Summer is peak season, while in winter the town fills with skiers and snowboarders, predominantly from Australia. To avoid the crowds, consider a spring or autumn visit. You’ll have more room to move, and you can enjoy the dramatic changing of the seasons. Most of the activities mentioned in this Queenstown city guide operate all year round.
Summer or winter, the town’s cultural psyche is first and foremost that of an adventure lover’s playground and as mentioned, there’s a serious ‘to do’ list.
Whatever your age, you should give at least one or two activities a go, just to get into the gnarly vibe. AJ Hackett’s Original Bungy Jump over the Kawarau River is an iconic option, but for something slightly less extreme, book a seat on Shotover Jet’sjet boat ride along the twisting Shotover River. Jet boats are a New Zealand invention and this activity will see you ducking and weaving through the narrowest of ravines and gorges. It’s fast, furious, fun — and wet!

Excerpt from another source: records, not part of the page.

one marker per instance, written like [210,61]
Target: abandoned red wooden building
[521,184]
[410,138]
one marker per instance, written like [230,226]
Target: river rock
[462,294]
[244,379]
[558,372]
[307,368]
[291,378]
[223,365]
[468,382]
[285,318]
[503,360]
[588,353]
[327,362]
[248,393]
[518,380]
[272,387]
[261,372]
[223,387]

We won’t go into winter-specific activities here, but for information on the four ski fields within easy reach of town, Queenstown Tourism’s website is a good place to start.
For more traditional cultural pursuits, there’s no artist alive who wouldn’t find Queenstown’s natural setting inspiring. Black ZQN offers a private art tour to meet some of the region’s best known artists — visiting them at either their private studios or commercial galleries. You can of course head out on your own. Thomas Brown welcomes visitors at his Lake Hayes studio/gallery — an old converted cheese factory. Landscape artist Graham Brinsley has a studio in Arrowtown, and while you’re there, check out the petite Nadene Milne Gallery. It holds some extraordinary pieces of contemporary art.
Back in Queenstown itself, the Ivan Clarke Gallery will appeal to all age groups. Not only are Clarke’s landscapes truly breathtaking, but his Lonely Dog franchise is doing big things around the world. There’s a book out, and potentially a movie to come.
Down on the waterfront, Artbay Gallery represents around 50 award-winning New Zealand artists. There are two locations. Check the website for special events during your stay.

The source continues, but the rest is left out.